La notte negli occhi di Francesco Baucia
Il viaggio che Francesco Baucia propone ne La notte negli occhi edito Lindau è innanzitutto un viaggio attraverso il genere romanzo, nello specifico nel romanzo d’avventura con qualche traccia del gotico di derivazione inglese. Il fatto che a guidarci in un simile viaggio sia un autore italiano rende il tutto molto più interessante.
Una dichiarazione di intenti
Il libro si apre con due citazioni, la prima delle quali è tratta da Filosofia dello spirito jenese di Hegel:
Questa notte si vede quando si fissa negli occhi un uomo – si penetra in una notte, che diviene spaventosa; qui ad ognuno sta sospesa di contro la notte del mondo.

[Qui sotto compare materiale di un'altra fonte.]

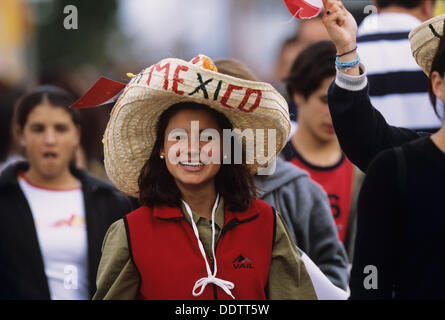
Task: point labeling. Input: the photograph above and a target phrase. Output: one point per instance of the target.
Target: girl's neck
(200, 200)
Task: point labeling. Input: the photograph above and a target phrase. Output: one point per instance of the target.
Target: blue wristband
(347, 65)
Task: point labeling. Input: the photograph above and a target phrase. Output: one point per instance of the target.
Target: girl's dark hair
(438, 65)
(312, 66)
(157, 186)
(56, 96)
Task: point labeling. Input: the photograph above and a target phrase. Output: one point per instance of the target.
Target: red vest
(166, 253)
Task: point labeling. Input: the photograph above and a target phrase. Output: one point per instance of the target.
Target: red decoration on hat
(102, 92)
(304, 9)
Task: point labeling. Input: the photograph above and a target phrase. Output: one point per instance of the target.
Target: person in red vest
(200, 232)
(314, 146)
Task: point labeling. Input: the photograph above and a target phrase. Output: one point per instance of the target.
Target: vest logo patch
(242, 262)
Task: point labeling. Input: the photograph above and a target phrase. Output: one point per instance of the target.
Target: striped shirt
(398, 87)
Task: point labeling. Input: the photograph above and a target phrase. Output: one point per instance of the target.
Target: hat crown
(424, 41)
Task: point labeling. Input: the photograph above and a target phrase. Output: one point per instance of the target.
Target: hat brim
(425, 40)
(131, 131)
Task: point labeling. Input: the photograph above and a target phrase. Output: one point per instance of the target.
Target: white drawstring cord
(211, 278)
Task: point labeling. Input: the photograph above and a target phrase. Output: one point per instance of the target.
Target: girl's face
(50, 138)
(190, 171)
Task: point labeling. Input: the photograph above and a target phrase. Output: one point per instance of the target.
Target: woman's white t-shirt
(59, 217)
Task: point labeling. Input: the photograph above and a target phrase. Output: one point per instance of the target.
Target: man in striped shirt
(398, 87)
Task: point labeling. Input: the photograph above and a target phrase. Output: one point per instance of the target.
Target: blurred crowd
(320, 187)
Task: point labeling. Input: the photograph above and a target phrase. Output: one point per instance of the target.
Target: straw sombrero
(425, 40)
(131, 130)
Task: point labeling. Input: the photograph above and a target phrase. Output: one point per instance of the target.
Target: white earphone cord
(211, 278)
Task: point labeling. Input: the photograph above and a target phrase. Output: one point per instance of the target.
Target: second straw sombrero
(131, 130)
(425, 40)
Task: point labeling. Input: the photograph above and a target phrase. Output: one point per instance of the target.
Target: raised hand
(342, 29)
(341, 25)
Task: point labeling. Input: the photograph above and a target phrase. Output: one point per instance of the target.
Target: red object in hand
(304, 9)
(102, 92)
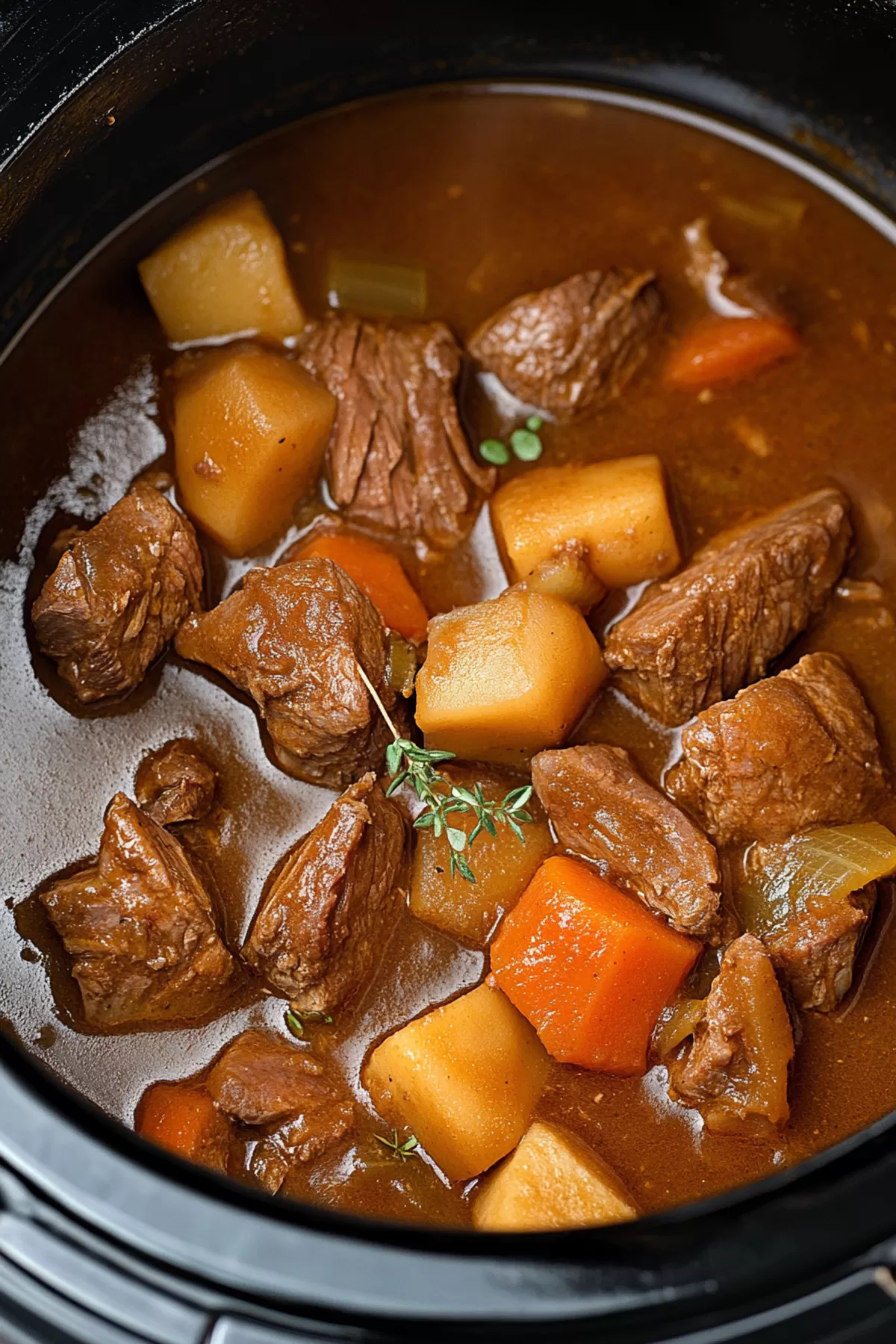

L’altra citazione è di Kenneth Lamberth ed è tratta da un volume edito Adelphi che raccoglie alcune interviste fatte a Jung. Entrambe possono esser viste come una sorta di dichiarazione di intenti se non di anticipazione delle tematiche contenute all’interno del romanzo: da un lato Hegel, dall’altro Jung e l’inconscio. Il primo è, inoltre, uno dei personaggi stessi del romanzo e motore della trama: il Grand’Uomo chiede al protagonista, un medico investigatore, di cercare il suo figlio illegittimo, Ludwig Fischer, partito come soldato in Batavia, nelle isole della Giacarta, e di cui non si hanno più notizie. Tale richiesta mette in moto un “giallo metafisico” (come è stato definito da Orazio Labbate in una presentazione del libro) e il lettore, durante questa indagine, non può fare a meno di chiedersi cosa siano le pagine che legge. Anche il narratore stesso ci instilla il dubbio, durante la lettura, sull’affidabilità del suo resoconto:
La risposta che seguì la restituisco qui in forma di racconto, anche se fu intervallata da altre mie domande e altre sue esitazioni (che riporto solo dove il ricordo del nostro scambio si fa per me più carico di emozioni).
Il lettore-investigatore
Ma proprio queste pagine sono le più interessanti del romanzo, ovvero quando i fatti diventano talmente enigmatici che è il lettore stesso a diventare investigatore. L’intrecciarsi, dunque, di quello che ricorda e riporta il narratore e quello che è davvero successo, è il primo livello di lettura. Un secondo livello, invece, è dato dall’alternarsi, ancora una volta, di ciò che è veramente successo (le vicende storiche) e ciò che il Baucia narratore ci racconta. Quello che ci viene detto di Ludwig è, difatti, realmente successo: inizialmente accolto, viene in un secondo momento disconosciuto e rifiutato dal padre. Si arruola, parte, e di lui la Storia Ufficiale non ci sa dire più nulla. Per mezzo di una ricostruzione romanzesca, Baucia dipinge qui una nuova versione di Ludwig Fischer, attingendo, come accennavo all’inizio, al romanzo d’avventura e gotico inglese. Queste pagine vi ricorderanno Conrad, Stevenson, Edgar Allan Poe, e proprio da queste fonti l’autore trae uno dei temi più cari della letteratura psicanalitica di un certo tipo, ovvero il tema del doppio:
Ascoltatemi bene: quel ragazzo parlava con il mondo delle ombre.
Il tema del doppio
L’introduzione del personaggio di Wilhelm Windt (nome che, forse, fa eco a Wilhelm Wundt, uno dei padri fondatori della psicologia) e la sua invenzione è un’altra chicca di questa opera ma, per non rovinare il gusto della scoperta, il commento sulla verità di questo personaggio termina qui. Tutto il libro è, difatti, un romanzo dalle tante verità, in cui tutti i pezzi sono davanti ai nostri occhi, ma è difficile risalire alla vera immagine. Ciò viene ben spiegato da uno dei protagonisti secondari del romanzo (in un breve passaggio di lovecraftiana memoria):
È singolare come eventi che sembrano appartenere a mondi diversi finiscano spesso per sovrapporsi» disse il giavanese, togliendosi la pipa dalla bocca. «E per mostrare che in definitiva il mondo è uno solo, e se ci era parso frammentato era solo perché non eravamo in grado di far collimare i frammenti.
Avventura, gotico, giallo: questo romanzo contiene al suo interno, forse, molteplici romanzi, in un gioco letterario di ricerca narratologica che mescola diversi generi e che torna diverse volte sul passato dei protagonisti, ogni volta sempre più a fondo, per ricercare, appunto, “la notte negli occhi”.